I haven’t yet fully realized that the summer has begun and it’s already over. It feels like a few days since me and my friends said goodbye to each other in the end of June. Looking into my calender back then, I felt like two months in Finland is a really long time and now I’m sitting here, realizing that I’m leaving in a few days! How does the time pass by so fast?!
Until last year I felt like school would never end. I just finished elementary (first 9 years) 3 years ago! And yet, this year will be my last year of highschool, and I still don’t know what I will do. Will I continue studying? Will I take a year of, go be an aupair or a volunteer somewhere and continue studying later? Will I work? My future is still very blurred and yet it’s so close. Everyone around keeps pushing me to making decisions. And so I made one, but of a different kind!

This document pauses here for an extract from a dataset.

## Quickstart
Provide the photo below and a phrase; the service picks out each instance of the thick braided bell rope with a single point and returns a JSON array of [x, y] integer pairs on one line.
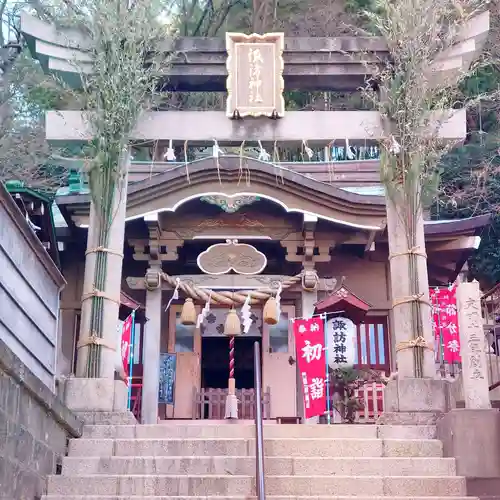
[[224, 297]]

As I realized that 1/4 of my life is almost over (if I’m lucky to live for around 80 years) I decided I won’t hunt the future anymore. I spent my childhood wanting to be adult. I wish I could now go back and enjoy being a child. I don’t want to worry about what I will do in 10 years, 1 year or not even 1 month. I want to live in this moment. Live today and live to the full. I don’t want to regret what had already passed and I don’t want to worry about what’s about to come. I want to make the most of my life and I have to start today. Because today will never come again.
Today is the first day of the rest of your entire life!
I’m sorry if this article is too confusing.